In a workflow I would tweak the prompt and try again.
But an agent can evaluate its own output:
> "How can I improve this?
Let's rate it using LinkedIn engagement rules and try a new version."
The agent iterates until it meets its own quality bar.
That loop reasoning, acting, checking, improving,
that is what makes it different from a standard automation.
A Real AI Agent in Action
Andrew Ng built a demo that shows what an AI vision agent can do.
When you search for something like "skier," the agent:
1. Reasons "A skier is probably someone on skis going fast through snow."
2. Acts: it searches through video clips, labels the right footage and brings back a result.
Nobody manually labeled those clips.
No tags like "mountain" or "snow" were added by a human.
The agent figured it out.
The underlying system is complex.
But to the user, it just feels like magic.

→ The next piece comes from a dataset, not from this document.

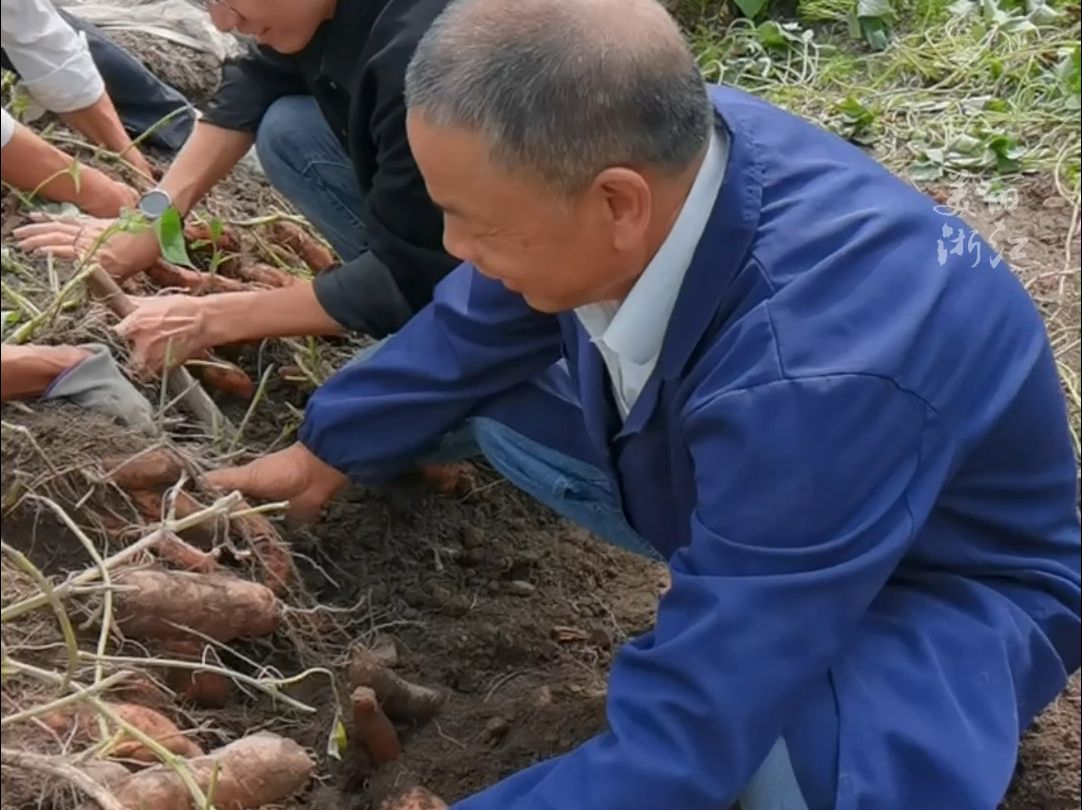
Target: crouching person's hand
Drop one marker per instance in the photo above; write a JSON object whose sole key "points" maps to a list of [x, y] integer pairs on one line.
{"points": [[294, 475]]}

Summary: Three Levels of AI
Let's wrap it all up:
Level 1: LLMs
You give a prompt.
The model gives a response.
No tools, no reasoning.
Level 2: Workflows
You give a prompt and define the steps.
The model follows them.
Tools may be used, but you're still in control.
Level 3: Agents
You give a goal.
The model reasons, chooses tools, takes action and improve its own output.
The LLM becomes the decision maker.
That's the leap from tool to teammate.